Contrast that with our environmental record.
The U.S. government estimates that energy-related carbon dioxide emissions increased by just 1.6 percent in 2007, after dropping 1.5 percent the year before. The growth in our emissions is less than the growth of our gross domestic product, meaning we've improved the economy while reducing the growth in our emissions.
And we're doing that without being part of the Kyoto treaty.

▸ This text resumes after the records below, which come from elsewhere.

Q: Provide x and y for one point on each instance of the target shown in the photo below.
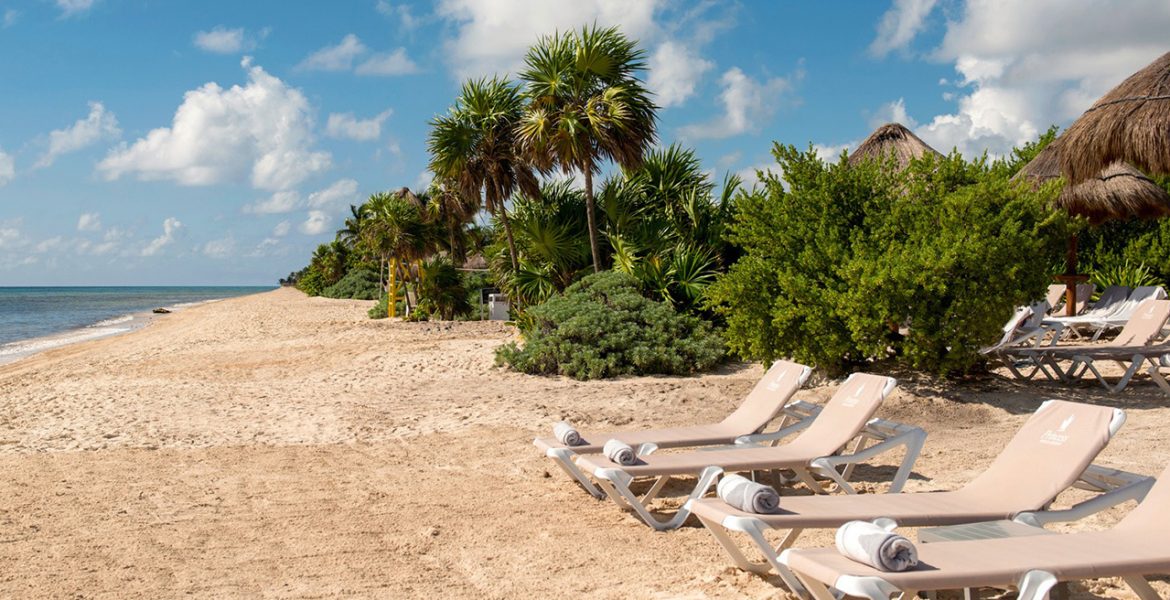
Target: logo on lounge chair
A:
(776, 383)
(1059, 436)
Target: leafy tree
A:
(586, 104)
(474, 147)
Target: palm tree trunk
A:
(592, 220)
(511, 242)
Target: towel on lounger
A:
(566, 434)
(619, 453)
(873, 545)
(748, 495)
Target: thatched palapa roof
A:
(1130, 123)
(892, 138)
(1117, 192)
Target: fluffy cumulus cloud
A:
(493, 35)
(674, 71)
(345, 54)
(222, 40)
(900, 25)
(1016, 78)
(100, 124)
(348, 126)
(7, 169)
(171, 227)
(315, 223)
(89, 222)
(343, 192)
(260, 132)
(747, 103)
(74, 7)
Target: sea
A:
(33, 319)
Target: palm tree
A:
(586, 104)
(474, 146)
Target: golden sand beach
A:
(289, 447)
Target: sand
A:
(288, 447)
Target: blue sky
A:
(218, 143)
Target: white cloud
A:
(346, 125)
(89, 222)
(674, 70)
(219, 248)
(221, 40)
(390, 63)
(892, 112)
(335, 57)
(342, 192)
(316, 222)
(100, 124)
(493, 35)
(7, 169)
(71, 7)
(747, 105)
(900, 25)
(283, 201)
(1017, 78)
(259, 132)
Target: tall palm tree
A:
(474, 145)
(586, 104)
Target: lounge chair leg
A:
(564, 459)
(1141, 587)
(1034, 585)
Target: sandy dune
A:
(282, 446)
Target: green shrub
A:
(842, 256)
(603, 326)
(359, 283)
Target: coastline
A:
(275, 445)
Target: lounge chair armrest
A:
(804, 414)
(1107, 500)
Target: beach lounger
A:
(1134, 549)
(1051, 453)
(1133, 345)
(765, 401)
(813, 453)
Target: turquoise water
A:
(35, 312)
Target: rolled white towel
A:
(619, 453)
(748, 495)
(566, 434)
(873, 545)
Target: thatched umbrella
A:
(1130, 123)
(1117, 192)
(892, 138)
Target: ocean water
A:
(38, 318)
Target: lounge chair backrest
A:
(768, 398)
(1144, 324)
(1047, 454)
(1112, 298)
(1151, 512)
(844, 415)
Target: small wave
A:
(114, 321)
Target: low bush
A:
(603, 326)
(359, 283)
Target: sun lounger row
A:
(1051, 453)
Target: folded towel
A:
(873, 545)
(748, 495)
(619, 453)
(566, 434)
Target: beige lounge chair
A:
(766, 401)
(1131, 345)
(813, 453)
(1137, 546)
(1052, 452)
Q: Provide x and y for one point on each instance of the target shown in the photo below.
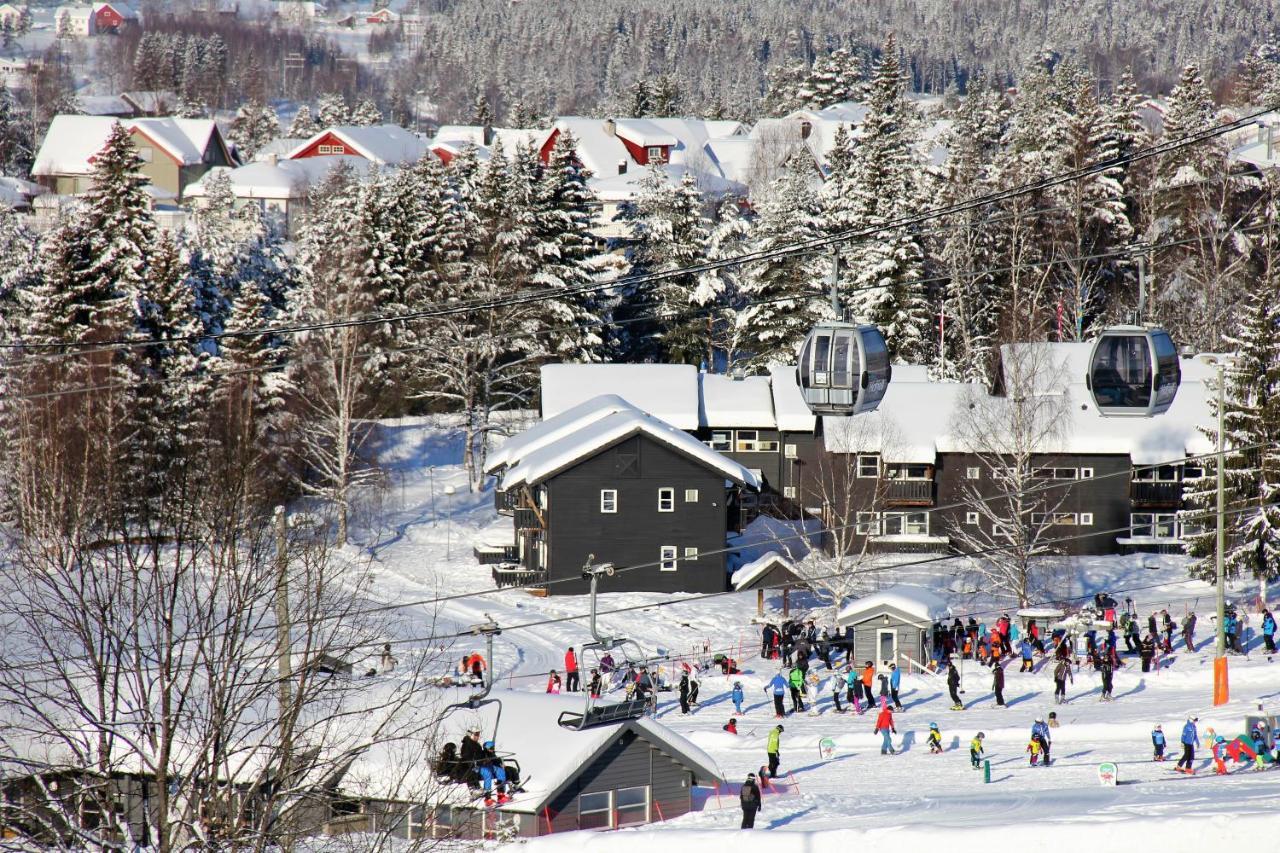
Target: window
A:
(631, 804)
(595, 811)
(1162, 525)
(906, 524)
(1054, 473)
(908, 473)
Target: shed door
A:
(886, 647)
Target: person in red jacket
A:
(885, 728)
(571, 683)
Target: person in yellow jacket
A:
(976, 751)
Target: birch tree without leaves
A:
(1010, 438)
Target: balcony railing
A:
(909, 492)
(1156, 493)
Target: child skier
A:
(1157, 743)
(976, 751)
(935, 739)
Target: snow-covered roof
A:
(72, 141)
(554, 456)
(914, 601)
(789, 406)
(282, 178)
(554, 428)
(383, 144)
(744, 575)
(666, 391)
(725, 401)
(549, 755)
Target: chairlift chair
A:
(1133, 372)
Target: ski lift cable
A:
(817, 245)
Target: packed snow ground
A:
(421, 537)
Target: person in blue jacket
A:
(1189, 738)
(1040, 733)
(778, 685)
(1157, 743)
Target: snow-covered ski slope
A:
(912, 798)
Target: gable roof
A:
(572, 446)
(383, 144)
(914, 601)
(666, 391)
(73, 141)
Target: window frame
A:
(606, 501)
(666, 496)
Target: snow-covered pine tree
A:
(366, 113)
(332, 110)
(255, 126)
(565, 206)
(302, 127)
(786, 295)
(885, 177)
(1252, 422)
(1093, 220)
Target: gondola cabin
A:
(844, 369)
(1133, 372)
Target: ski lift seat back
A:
(844, 369)
(1133, 372)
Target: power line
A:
(854, 235)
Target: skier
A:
(935, 739)
(976, 751)
(885, 728)
(773, 749)
(1157, 743)
(796, 682)
(1040, 730)
(954, 687)
(778, 687)
(895, 682)
(1189, 738)
(1106, 671)
(1061, 674)
(571, 682)
(1024, 648)
(750, 798)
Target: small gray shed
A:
(892, 625)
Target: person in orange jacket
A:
(885, 728)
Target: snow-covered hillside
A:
(421, 544)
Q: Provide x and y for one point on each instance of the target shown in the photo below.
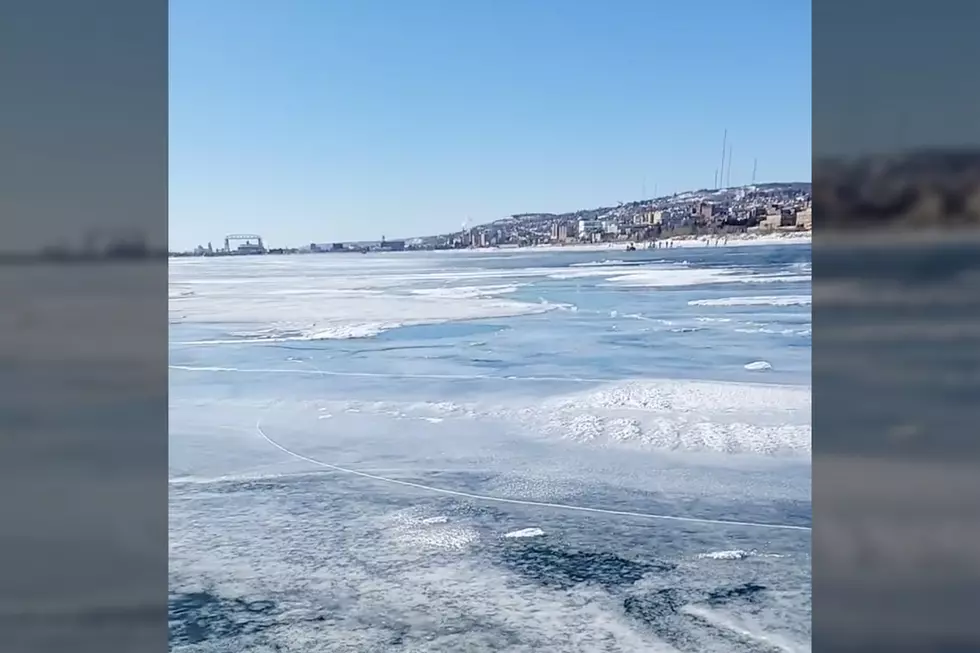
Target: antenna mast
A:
(724, 150)
(728, 174)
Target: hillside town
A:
(758, 208)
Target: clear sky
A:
(326, 120)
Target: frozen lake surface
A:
(491, 451)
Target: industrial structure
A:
(247, 244)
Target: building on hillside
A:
(804, 218)
(649, 218)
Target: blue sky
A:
(316, 121)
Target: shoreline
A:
(741, 240)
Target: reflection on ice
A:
(426, 453)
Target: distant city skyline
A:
(309, 122)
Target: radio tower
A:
(724, 150)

Indeed, few people would know this fact because the US is generally portrayed by the main stream media as the guilty culprit when it comes to emissions of so-called "greenhouse gases". More on the Kyoto Accord:
That 1997 agreement requires the 37 countries that signed it to slash emissions by a combined 5.2 percent below 1990 levels by 2012. But the treaty is a pipe dream. Instead of falling, the United Nations reported that such emissions are nearing "an all-time high." Greenhouse gas emissions from the Kyoto signers increased 2.6 percent between 2000 and 2005.
Yet we have seen no increase in world temperatures in the past ten years and scientists are now forcasting a period of
global cooling lasting maybe one or two decades.
Signing Kyoto may allow a country to claim it's a good "global citizen," but many of those citizens aren't keeping their promises. The U.N. reports Kyoto signers Austria, New Zealand and Canada have all increased their emissions over 1990 levels -- by 14, 23 and 54 percent, respectively.
In fact, the U.N. admits that the only reason the world might meet Kyoto's goal (a 5 percent reduction from 1990 emissions levels by 2012) is because the economies of so many Eastern European economies collapsed when the Iron Curtain fell. In other words, only a domestic recession will allow the planet to hit Kyoto's target.
Feulner goes on to discuss the economics of Kyoto and the failure of the US congress to pass the Lieberman-Warner climate change bill because
"it would slash our national GDP by at least $1.7 trillion by the year 2030".
Yet despite the failure of the majority of Kyoto's signatories to meet their emissions reductions targets, and despite the minimal effect on world temperatures that fully implemented Kyoto CO2 reductions would bring (0.07 degrees Celsius reduction in global temperatures by 2050), the world marches on toward Kyotocide with the UN leading the charge for a new "son of Kyoto" treaty which would reduce CO2 emissions even further.
I'll close with Feulner's final comment:
The world doesn't need a new Kyoto -- the treaty that accomplished nothing but takes the gold medal for uselessness and hypocrisy.